Operational impact of this vulnerability extends beyond simple data exposure to encompass full manipulation of IoT device configurations and operational parameters. An attacker exploiting this vulnerability could potentially alter device settings, modify network configurations, access sensitive operational data, or even disrupt device functionality across different administrative domains. The implications are particularly severe in industrial environments where FND systems manage critical infrastructure components, as unauthorized access to one domain could cascade into unauthorized control of devices in adjacent domains. This cross-domain access capability violates fundamental security principles and could enable attackers to escalate privileges or conduct targeted attacks against specific device populations.

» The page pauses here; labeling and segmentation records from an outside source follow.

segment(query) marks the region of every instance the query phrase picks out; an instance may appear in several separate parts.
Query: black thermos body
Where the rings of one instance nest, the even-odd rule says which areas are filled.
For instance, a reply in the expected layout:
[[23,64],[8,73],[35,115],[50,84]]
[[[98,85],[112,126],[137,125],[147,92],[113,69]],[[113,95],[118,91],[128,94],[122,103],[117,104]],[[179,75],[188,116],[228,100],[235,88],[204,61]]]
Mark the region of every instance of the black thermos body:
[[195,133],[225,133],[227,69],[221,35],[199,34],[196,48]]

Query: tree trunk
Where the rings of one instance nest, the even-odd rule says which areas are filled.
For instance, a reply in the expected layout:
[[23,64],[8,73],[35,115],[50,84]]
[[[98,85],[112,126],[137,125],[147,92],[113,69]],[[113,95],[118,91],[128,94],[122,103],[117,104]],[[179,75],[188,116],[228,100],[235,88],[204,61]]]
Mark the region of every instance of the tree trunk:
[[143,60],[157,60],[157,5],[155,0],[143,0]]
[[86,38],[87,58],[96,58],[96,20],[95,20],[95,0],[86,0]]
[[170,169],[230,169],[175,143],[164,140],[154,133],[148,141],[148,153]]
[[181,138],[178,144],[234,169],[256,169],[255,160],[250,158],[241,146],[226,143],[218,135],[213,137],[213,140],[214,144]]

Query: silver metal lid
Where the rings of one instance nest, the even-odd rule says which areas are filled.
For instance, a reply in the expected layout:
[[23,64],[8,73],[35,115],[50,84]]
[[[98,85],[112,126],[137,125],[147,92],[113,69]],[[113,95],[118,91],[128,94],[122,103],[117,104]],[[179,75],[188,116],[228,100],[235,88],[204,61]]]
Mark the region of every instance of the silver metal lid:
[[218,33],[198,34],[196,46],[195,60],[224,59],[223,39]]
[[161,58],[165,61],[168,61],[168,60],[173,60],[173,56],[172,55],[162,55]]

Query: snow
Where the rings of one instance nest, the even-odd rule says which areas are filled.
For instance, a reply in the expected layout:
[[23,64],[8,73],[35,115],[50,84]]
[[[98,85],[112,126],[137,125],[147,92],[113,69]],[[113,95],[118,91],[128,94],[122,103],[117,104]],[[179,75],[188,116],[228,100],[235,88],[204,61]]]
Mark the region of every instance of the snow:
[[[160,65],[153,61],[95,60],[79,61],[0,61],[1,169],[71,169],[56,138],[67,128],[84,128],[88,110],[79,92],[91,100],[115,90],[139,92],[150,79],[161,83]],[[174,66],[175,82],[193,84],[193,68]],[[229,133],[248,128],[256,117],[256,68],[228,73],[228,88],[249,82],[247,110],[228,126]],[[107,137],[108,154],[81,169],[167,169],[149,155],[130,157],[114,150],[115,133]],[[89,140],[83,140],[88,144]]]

Mitigation strategies should focus on implementing robust authorization controls within the SOAP API framework. Organizations should enforce strict domain boundary checks at the API level, ensuring that all requests are validated against user permissions and domain memberships before processing. Network segmentation and access control lists should be implemented to prevent unauthorized cross-domain communication between FND management components. Regular security assessments and code reviews should be conducted to identify similar authorization gaps in other API endpoints. The vulnerability aligns with CWE-285, which addresses improper authorization issues in software systems, and corresponds to techniques described in the ATT&CK framework under privilege escalation and lateral movement tactics. Cisco has released patches addressing this vulnerability, and organizations should prioritize immediate deployment of these updates to protect their IoT infrastructure from potential exploitation.